Ceci dans un contexte d’évolution climatique auquel un pays comme le Sénégal est particulièrement soumis ; une dépendance très (trop) importante vis-à-vis des importations de blé et de riz ; et une population jeune qui pourrait doubler d’ici 30 ans…

Le programme se décline en quatre modules convergents : l’interprofession manioc du Sénégal a besoin d’être renforcée ("Mouv’"). La filière doit se structurer, se former, protéger ses cultures ("Pro’"). Le manioc doit retrouver toute sa place dans l’alimentation locale ("Food’").  

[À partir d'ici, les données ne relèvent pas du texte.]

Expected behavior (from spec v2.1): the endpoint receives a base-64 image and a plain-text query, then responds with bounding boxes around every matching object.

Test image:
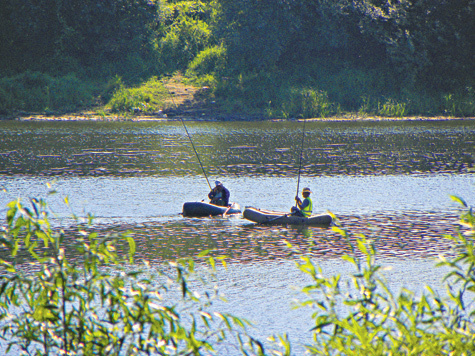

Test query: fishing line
[296,119,307,206]
[163,79,213,190]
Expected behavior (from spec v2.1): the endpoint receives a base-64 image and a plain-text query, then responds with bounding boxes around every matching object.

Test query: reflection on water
[40,213,458,263]
[0,120,475,354]
[0,120,475,177]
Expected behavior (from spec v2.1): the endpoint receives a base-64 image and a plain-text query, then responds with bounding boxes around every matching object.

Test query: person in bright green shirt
[291,188,313,218]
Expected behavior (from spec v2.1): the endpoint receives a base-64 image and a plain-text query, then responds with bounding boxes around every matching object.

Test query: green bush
[186,46,226,77]
[0,71,96,113]
[107,77,169,112]
[298,197,475,356]
[0,199,263,355]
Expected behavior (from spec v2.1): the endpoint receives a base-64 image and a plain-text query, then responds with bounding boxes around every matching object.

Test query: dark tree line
[0,0,475,114]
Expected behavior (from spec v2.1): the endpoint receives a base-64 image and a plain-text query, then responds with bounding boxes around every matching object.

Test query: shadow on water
[0,120,475,177]
[40,213,458,263]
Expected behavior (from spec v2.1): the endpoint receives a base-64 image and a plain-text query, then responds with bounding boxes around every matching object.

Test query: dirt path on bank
[0,77,475,122]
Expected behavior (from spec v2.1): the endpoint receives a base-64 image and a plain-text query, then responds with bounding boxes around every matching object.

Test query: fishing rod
[163,83,213,190]
[295,119,307,206]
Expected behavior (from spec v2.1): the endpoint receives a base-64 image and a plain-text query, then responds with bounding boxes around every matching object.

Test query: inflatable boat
[183,201,241,217]
[242,207,333,226]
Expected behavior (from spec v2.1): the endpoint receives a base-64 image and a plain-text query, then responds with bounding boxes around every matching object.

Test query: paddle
[265,211,296,223]
[223,205,232,218]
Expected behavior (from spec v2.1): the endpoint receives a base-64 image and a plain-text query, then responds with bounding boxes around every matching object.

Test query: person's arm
[295,195,302,209]
[223,188,231,205]
[300,199,310,209]
[208,189,216,200]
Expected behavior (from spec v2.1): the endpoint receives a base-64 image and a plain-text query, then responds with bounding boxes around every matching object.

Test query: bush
[186,46,226,77]
[0,72,96,113]
[298,197,475,356]
[107,77,169,112]
[0,199,263,355]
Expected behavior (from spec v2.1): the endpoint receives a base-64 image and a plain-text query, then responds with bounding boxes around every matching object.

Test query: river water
[0,120,475,354]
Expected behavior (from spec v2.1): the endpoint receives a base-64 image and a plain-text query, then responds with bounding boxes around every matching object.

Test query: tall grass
[0,197,475,356]
[298,197,475,356]
[106,77,168,113]
[0,71,97,114]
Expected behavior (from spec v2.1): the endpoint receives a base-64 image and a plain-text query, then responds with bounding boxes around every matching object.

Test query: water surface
[0,120,475,354]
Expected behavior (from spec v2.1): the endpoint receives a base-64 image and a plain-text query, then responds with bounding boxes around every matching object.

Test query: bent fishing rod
[163,83,213,190]
[295,119,307,206]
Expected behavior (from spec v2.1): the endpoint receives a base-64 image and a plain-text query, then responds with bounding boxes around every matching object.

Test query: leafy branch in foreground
[0,200,264,355]
[298,197,475,356]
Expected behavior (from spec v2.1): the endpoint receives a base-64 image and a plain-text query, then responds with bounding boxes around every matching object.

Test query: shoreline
[0,113,475,122]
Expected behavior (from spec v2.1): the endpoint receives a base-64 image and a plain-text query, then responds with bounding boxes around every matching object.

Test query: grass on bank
[0,69,475,119]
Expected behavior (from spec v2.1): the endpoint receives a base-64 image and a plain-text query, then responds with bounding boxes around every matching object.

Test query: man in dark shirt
[208,180,230,206]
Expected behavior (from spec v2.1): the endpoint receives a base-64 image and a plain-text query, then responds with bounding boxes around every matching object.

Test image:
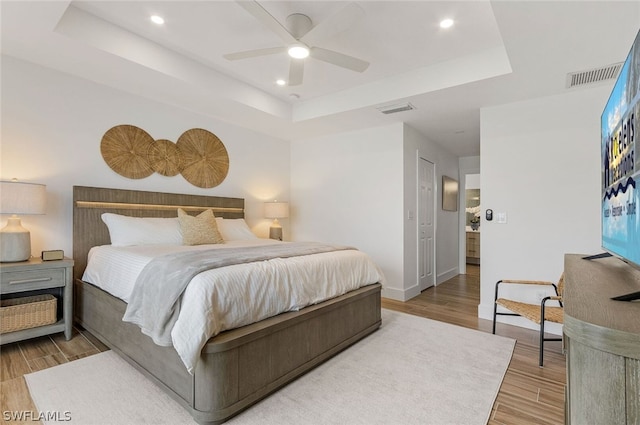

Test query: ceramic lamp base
[269,227,282,241]
[0,217,31,263]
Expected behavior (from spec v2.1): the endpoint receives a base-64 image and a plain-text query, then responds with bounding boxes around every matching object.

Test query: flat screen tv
[601,27,640,297]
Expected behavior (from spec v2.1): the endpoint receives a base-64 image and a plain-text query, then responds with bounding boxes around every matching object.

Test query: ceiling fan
[223,1,369,86]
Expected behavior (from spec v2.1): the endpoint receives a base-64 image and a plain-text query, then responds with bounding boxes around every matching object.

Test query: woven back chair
[493,273,564,367]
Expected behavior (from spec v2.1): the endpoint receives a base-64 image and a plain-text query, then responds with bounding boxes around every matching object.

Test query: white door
[418,158,436,291]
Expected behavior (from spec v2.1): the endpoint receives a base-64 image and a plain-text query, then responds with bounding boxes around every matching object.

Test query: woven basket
[0,294,57,333]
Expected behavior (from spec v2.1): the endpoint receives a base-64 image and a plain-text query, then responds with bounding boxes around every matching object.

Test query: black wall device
[485,210,493,221]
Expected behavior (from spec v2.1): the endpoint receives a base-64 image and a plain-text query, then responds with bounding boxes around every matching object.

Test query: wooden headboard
[73,186,244,279]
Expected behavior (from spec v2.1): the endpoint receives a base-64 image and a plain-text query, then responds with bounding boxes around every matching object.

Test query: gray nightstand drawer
[1,268,66,294]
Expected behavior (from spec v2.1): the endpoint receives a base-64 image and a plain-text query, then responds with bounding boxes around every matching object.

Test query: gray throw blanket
[122,242,354,346]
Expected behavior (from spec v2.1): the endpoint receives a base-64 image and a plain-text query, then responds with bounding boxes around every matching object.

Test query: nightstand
[0,258,73,345]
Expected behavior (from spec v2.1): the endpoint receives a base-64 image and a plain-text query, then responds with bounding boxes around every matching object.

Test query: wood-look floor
[382,265,566,425]
[0,266,565,425]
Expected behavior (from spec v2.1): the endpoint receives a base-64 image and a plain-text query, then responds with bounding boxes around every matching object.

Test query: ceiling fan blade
[222,47,287,61]
[237,1,298,44]
[289,59,304,86]
[300,2,365,46]
[309,47,369,72]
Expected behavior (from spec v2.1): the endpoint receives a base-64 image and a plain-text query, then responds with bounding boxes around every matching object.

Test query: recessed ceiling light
[287,43,309,59]
[440,19,453,28]
[151,15,164,25]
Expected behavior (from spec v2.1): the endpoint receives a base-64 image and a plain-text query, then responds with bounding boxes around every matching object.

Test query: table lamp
[264,201,289,241]
[0,180,46,263]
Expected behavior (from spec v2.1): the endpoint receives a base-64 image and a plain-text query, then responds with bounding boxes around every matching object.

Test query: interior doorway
[417,157,436,291]
[464,174,481,265]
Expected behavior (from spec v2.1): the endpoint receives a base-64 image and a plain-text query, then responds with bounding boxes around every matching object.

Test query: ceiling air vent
[567,62,622,89]
[377,102,416,114]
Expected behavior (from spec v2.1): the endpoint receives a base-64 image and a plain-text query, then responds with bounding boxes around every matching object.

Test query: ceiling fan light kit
[287,43,309,59]
[229,1,369,86]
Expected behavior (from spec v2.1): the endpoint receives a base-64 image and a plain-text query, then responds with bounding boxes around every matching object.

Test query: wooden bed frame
[73,186,381,424]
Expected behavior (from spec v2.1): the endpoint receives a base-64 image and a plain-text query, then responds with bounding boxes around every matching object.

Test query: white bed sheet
[82,239,384,373]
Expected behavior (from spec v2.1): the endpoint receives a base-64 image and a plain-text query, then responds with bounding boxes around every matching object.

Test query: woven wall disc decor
[147,139,184,177]
[176,128,229,188]
[100,124,154,179]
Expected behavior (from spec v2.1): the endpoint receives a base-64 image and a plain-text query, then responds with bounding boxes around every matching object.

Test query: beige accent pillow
[178,208,224,245]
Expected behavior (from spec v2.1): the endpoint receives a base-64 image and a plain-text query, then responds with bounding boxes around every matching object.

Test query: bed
[73,186,381,424]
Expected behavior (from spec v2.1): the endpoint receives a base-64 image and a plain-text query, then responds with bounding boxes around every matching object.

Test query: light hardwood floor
[382,264,566,425]
[0,266,565,425]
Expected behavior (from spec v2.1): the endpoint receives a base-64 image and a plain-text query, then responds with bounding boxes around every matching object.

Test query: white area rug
[25,310,515,425]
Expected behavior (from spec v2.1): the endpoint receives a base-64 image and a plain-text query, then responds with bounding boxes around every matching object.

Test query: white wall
[0,56,290,256]
[479,85,611,333]
[291,124,404,296]
[291,123,458,300]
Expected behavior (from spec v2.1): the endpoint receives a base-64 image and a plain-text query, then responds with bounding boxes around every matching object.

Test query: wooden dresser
[563,254,640,425]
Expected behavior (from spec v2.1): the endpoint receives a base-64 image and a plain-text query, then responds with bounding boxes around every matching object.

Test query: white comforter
[83,239,384,373]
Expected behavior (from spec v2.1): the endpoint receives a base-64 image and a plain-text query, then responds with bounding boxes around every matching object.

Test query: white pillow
[102,213,182,246]
[218,218,258,241]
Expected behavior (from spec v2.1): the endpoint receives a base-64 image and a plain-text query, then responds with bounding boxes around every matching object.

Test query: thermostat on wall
[41,249,64,261]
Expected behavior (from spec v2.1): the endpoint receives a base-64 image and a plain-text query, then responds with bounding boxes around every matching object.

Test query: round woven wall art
[176,128,229,188]
[100,124,154,179]
[147,139,184,177]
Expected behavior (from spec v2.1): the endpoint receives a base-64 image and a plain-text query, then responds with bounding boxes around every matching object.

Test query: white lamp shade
[0,181,46,214]
[264,202,289,218]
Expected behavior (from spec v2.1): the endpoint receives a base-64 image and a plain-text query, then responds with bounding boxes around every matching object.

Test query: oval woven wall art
[100,124,154,179]
[147,139,184,177]
[176,128,229,188]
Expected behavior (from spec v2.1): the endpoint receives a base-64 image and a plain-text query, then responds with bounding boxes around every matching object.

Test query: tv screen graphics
[601,31,640,267]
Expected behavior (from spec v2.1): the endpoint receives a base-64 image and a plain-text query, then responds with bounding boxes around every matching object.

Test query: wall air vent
[567,62,622,89]
[377,102,416,114]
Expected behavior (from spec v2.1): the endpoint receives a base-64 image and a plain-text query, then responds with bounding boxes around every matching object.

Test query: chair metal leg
[539,314,544,367]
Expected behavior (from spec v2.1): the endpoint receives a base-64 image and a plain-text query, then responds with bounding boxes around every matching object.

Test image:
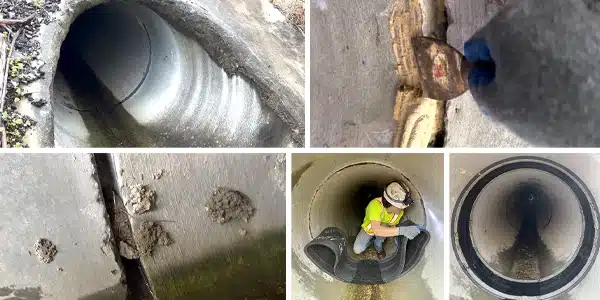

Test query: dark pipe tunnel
[452,157,598,299]
[53,2,295,147]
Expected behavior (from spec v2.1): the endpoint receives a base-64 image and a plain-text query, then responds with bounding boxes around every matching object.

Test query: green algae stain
[152,230,286,300]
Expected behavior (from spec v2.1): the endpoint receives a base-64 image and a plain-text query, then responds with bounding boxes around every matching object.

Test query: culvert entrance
[308,162,426,241]
[304,163,430,284]
[53,2,296,147]
[452,157,598,299]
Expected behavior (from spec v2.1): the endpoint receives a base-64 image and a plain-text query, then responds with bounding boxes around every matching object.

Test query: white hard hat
[383,181,407,208]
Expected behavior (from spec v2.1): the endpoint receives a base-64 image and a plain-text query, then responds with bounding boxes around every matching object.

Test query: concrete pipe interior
[453,159,597,297]
[308,163,425,254]
[53,2,294,147]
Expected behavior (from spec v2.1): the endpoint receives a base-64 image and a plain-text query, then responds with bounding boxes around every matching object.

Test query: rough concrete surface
[449,154,600,300]
[205,187,254,224]
[310,0,398,147]
[112,154,285,299]
[291,154,444,300]
[0,154,126,299]
[445,0,533,148]
[20,0,304,147]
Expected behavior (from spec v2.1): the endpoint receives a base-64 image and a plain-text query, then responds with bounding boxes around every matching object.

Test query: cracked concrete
[112,154,285,299]
[0,154,126,299]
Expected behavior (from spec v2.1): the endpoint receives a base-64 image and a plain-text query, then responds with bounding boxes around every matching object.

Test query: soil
[125,184,156,215]
[34,239,58,264]
[134,221,173,256]
[0,0,61,148]
[205,187,255,224]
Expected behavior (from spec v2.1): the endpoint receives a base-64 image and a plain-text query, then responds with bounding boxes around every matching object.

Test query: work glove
[398,225,424,240]
[464,0,600,147]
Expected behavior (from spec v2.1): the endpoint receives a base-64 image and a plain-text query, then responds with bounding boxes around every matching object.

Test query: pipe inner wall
[309,163,425,240]
[470,169,583,280]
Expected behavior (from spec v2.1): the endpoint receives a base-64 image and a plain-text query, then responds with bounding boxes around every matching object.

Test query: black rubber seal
[452,157,598,296]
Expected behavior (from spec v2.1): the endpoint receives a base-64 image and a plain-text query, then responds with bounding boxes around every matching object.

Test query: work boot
[377,250,385,260]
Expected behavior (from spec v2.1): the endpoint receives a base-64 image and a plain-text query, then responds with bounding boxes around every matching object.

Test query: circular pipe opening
[53,2,296,147]
[452,157,598,299]
[308,162,425,240]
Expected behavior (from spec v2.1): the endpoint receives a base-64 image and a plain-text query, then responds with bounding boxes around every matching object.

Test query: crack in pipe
[93,153,155,300]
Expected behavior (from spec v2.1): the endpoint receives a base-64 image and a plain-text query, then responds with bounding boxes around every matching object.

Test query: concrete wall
[292,154,444,300]
[449,154,600,300]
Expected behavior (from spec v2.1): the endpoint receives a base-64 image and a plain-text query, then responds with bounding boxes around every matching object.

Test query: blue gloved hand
[464,39,496,86]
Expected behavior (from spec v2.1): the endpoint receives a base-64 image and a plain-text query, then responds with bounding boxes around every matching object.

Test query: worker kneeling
[354,182,423,260]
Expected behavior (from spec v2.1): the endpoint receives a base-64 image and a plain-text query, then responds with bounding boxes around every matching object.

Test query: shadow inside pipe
[151,230,286,300]
[499,184,557,280]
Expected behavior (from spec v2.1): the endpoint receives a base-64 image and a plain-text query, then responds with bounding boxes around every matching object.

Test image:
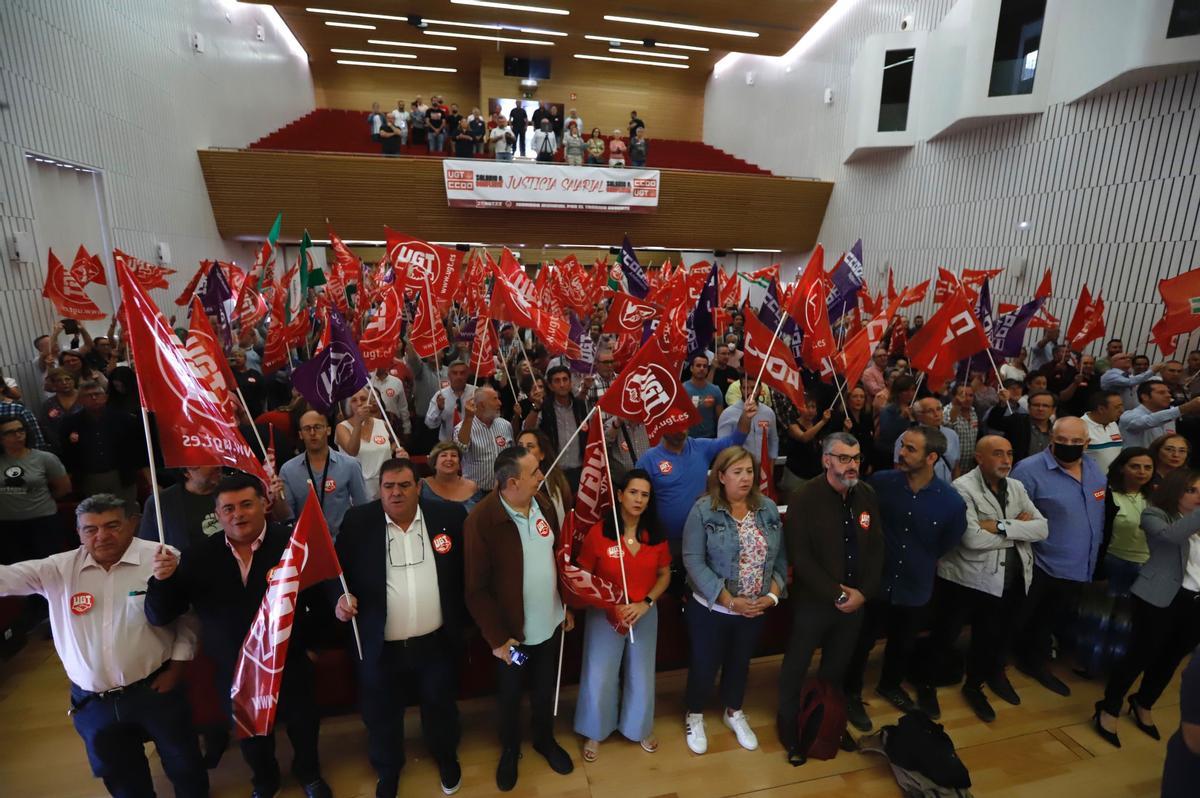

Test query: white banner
[442,158,661,214]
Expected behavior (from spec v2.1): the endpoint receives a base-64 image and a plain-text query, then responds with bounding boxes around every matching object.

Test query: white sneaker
[684,712,708,754]
[721,709,758,751]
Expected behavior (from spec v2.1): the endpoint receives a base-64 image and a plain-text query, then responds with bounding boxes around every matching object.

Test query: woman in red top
[575,468,671,762]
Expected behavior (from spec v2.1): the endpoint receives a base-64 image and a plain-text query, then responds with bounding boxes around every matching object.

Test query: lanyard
[304,452,332,510]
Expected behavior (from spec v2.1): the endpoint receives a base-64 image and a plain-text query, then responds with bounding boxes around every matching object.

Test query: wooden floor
[0,641,1178,798]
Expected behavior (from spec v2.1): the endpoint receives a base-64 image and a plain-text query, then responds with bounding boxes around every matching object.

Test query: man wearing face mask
[1013,416,1106,696]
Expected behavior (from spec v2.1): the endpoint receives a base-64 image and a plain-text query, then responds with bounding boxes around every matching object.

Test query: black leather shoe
[1129,696,1163,740]
[988,673,1021,707]
[1016,665,1070,698]
[304,779,334,798]
[846,694,871,732]
[917,684,942,720]
[438,760,462,796]
[496,748,521,792]
[962,684,996,724]
[875,686,917,712]
[533,738,575,776]
[1092,709,1121,748]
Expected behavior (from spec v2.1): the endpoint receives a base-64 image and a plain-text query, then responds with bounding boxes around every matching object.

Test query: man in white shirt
[425,360,475,440]
[0,493,209,797]
[371,368,413,438]
[336,460,467,798]
[1084,390,1124,474]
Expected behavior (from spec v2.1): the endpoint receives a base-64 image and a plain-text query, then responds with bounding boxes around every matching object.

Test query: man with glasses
[335,460,479,798]
[1013,412,1108,696]
[846,426,967,731]
[778,432,883,766]
[683,354,725,438]
[463,446,575,792]
[275,410,367,540]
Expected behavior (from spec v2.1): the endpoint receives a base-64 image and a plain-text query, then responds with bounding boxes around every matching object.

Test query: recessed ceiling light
[608,47,688,61]
[329,47,416,58]
[305,8,408,22]
[575,53,688,70]
[450,0,571,17]
[367,38,458,50]
[422,30,554,47]
[583,34,708,53]
[337,59,458,72]
[604,14,758,38]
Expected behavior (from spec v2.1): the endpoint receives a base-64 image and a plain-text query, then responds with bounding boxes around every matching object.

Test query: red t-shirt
[577,521,671,601]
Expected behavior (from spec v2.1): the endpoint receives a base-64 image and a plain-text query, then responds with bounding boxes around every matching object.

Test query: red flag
[114,250,175,290]
[42,250,108,322]
[186,296,238,417]
[359,282,403,371]
[599,324,700,445]
[384,227,462,301]
[71,246,106,288]
[601,290,659,336]
[742,313,804,408]
[116,264,266,480]
[229,486,342,739]
[572,413,612,537]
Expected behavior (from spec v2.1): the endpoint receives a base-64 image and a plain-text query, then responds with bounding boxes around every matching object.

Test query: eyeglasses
[388,532,425,568]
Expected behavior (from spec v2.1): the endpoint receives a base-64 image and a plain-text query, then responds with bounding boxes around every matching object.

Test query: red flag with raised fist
[42,250,108,322]
[742,313,804,408]
[599,324,700,446]
[229,485,342,739]
[601,290,659,336]
[116,264,266,480]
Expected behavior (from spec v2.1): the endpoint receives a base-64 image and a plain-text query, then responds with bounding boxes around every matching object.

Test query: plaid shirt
[0,402,49,449]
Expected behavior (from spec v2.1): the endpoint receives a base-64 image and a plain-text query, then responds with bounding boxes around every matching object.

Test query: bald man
[932,436,1049,722]
[454,385,516,491]
[1013,415,1108,696]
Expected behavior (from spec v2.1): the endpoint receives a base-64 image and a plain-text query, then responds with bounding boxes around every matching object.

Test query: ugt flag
[229,486,342,739]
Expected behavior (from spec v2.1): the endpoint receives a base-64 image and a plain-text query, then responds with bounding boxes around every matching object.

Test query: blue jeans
[575,606,659,742]
[71,684,209,798]
[1104,554,1141,596]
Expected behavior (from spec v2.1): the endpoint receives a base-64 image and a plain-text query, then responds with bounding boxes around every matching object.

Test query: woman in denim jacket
[683,446,787,754]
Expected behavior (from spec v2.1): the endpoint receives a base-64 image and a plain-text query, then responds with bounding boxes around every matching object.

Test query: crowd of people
[0,277,1200,798]
[367,95,649,167]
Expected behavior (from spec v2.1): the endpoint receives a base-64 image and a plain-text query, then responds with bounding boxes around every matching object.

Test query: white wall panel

Le Vinipole et Vitilab seront plus spécifiquement mis à contribution sur le quatrième objectif ("Lab’") en venant partager leurs expériences au centre de ressources interprofessionnel sur le manioc (Cirma), notamment en effectuant les recherches propices et en mettant en place des collections variétales.

Entretien avec Bernard Lacour, président de la CA71 : « Les mêmes yeux qui brillent »
Bernard Lacour, le président de la CA71, a passé quelques jours au Sénégal fin 2019 pour s’imprégner un peu plus de cette coopération et rencontrer les acteurs sur place.

Entretien avec Bernard Lacour, président de la CA71 : « Les mêmes yeux qui brillent »

« Ce qui est très important de rappeler en préalable c’est que ce ne sont absolument pas les agriculteurs de Saône-et-Loire qui financent ces actions, et qu’en parallèle, la chambre d’agriculture n’en tire aucun bénéfice financier.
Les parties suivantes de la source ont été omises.